What information is included in the 1099-K

The 1099-K is an IRS document that reports the total amount of payments you have received in a given year through a payment card (such as a credit or debit card) or third-party network transactions. It is issued by the company that processed your transactions, such as PayPal or Stripe.

The 1099-K includes key information such as the amount of payment card and third-party transactions, the name of the payment processor and the total amount of payments for the tax year. It also includes your federal taxpayer identification number and the name, address and zip code of your business.

The 1099-K does not include information about refunds, adjustments, or cancellations. These will be reported on other forms such as the 1099-C or 1099-R. The 1099-K should be used to report income on your tax return and not as a substitute for other documents such as sales receipts.

When filing your taxes, make sure to keep a copy of your 1099-K and all other relevant documents so you can easily verify the accuracy of your information.

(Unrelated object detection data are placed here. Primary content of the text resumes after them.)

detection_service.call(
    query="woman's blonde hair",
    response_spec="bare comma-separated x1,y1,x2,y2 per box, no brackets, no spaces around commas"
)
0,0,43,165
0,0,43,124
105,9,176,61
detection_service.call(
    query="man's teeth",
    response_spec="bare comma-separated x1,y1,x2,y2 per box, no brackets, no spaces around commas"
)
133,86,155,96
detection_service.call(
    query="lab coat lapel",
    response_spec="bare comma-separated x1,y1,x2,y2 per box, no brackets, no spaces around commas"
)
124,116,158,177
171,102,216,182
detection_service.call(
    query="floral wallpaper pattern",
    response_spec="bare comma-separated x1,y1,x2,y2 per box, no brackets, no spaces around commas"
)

Failing to accurately report all of your earnings could lead to penalties and interest from the IRS. By understanding what information is included in the 1099-K and how to use it, you can ensure that you are properly filing your taxes and avoiding any penalties.

 

How the 1099-K is used by the IRS

The IRS uses the information provided on Form 1099-K to ensure that taxpayers who receive payment through third-party networks are accurately reporting their income. In order to ensure compliance, the IRS requires all third-party networks to provide this form to anyone who received more than $20,000 in gross payments and processed over 200 transactions.

When the IRS receives your 1099-K form, they will match the information from the form with your tax return. If the information does not match, you may be subject to an audit. As a result, it’s important to accurately report your income on your tax return.

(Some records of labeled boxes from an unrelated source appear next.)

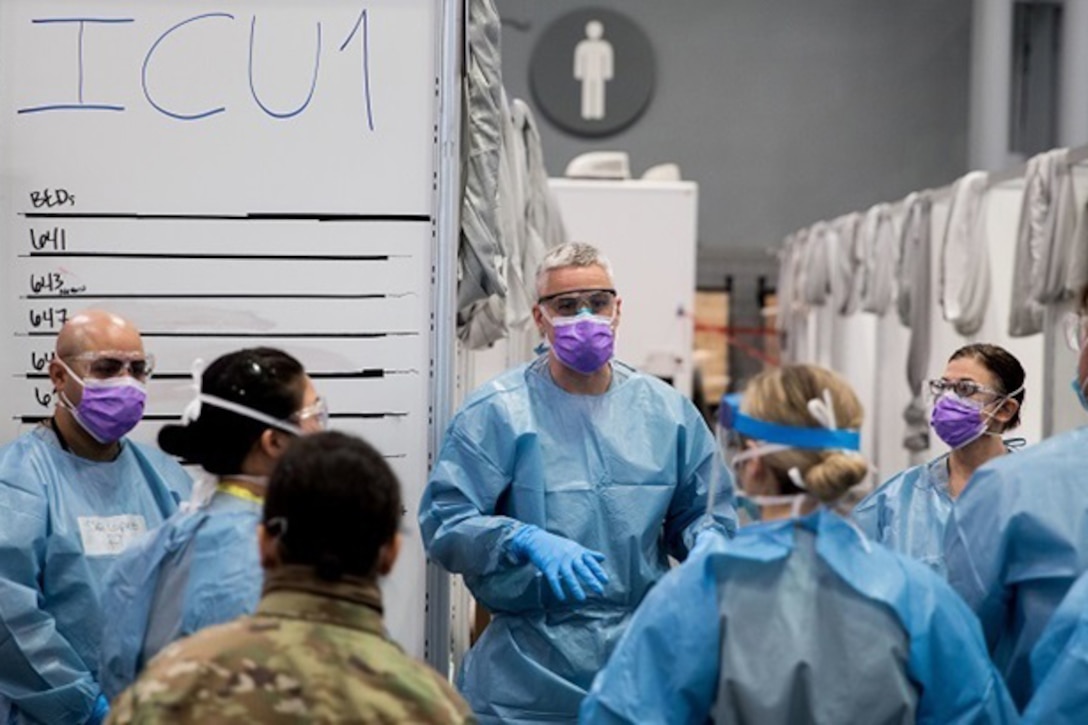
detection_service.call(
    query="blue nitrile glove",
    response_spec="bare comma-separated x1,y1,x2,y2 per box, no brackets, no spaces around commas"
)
86,695,110,725
510,524,608,602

In addition, if your business is incorporated or you are self-employed, you may need to pay estimated taxes on the income reported on your 1099-K. It’s important to understand how much you owe and when these payments are due to avoid any penalties or interest fees.

Finally, the 1099-K is also used to determine if you are eligible for certain deductions. For example, if you made charitable donations throughout the year and accepted payments through a third-party network, you may be able to deduct some of those donations from your taxes.

By understanding how the 1099-K is used by the IRS and making sure that the information provided is accurate, you can ensure that your taxes are filed correctly and avoid any potential penalties or fees.

 

What to do if you don’t receive a 1099-K

If you don’t receive a Form 1099-K in the mail by February 1, 2021, there are a few steps you should take. First, reach out to your payment processor to verify that they have your correct contact information and ask if they sent you the form. If they did send the form and you still don’t have it, you’ll need to request a copy from them.

If you aren’t able to get the information from your payment processor, you can also contact the IRS for help. The IRS will need your name, address, Social Security Number, business name, and tax year. They can then provide you with the information from your 1099-K.

It’s important to make sure that you report any income from your online sales accurately on your taxes. Not having a 1099-K won’t exempt you from having to pay taxes on that income. Make sure to keep track of all of your transactions throughout the year so that you can report them accurately even without a 1099-K.

 

Conclusion

Understanding your 1099-K is an important part of being a responsible business owner. It’s important to know when to expect to receive the 1099-K and what information is included in it. With the information from the 1099-K, the IRS can track your online sales and ensure that you are reporting them correctly. If you don’t receive your 1099-K, it’s important to contact your merchant services provider to request a copy of the form. By being aware of the 1099-K and its contents, you can ensure that you are doing your part in paying the correct amount of taxes.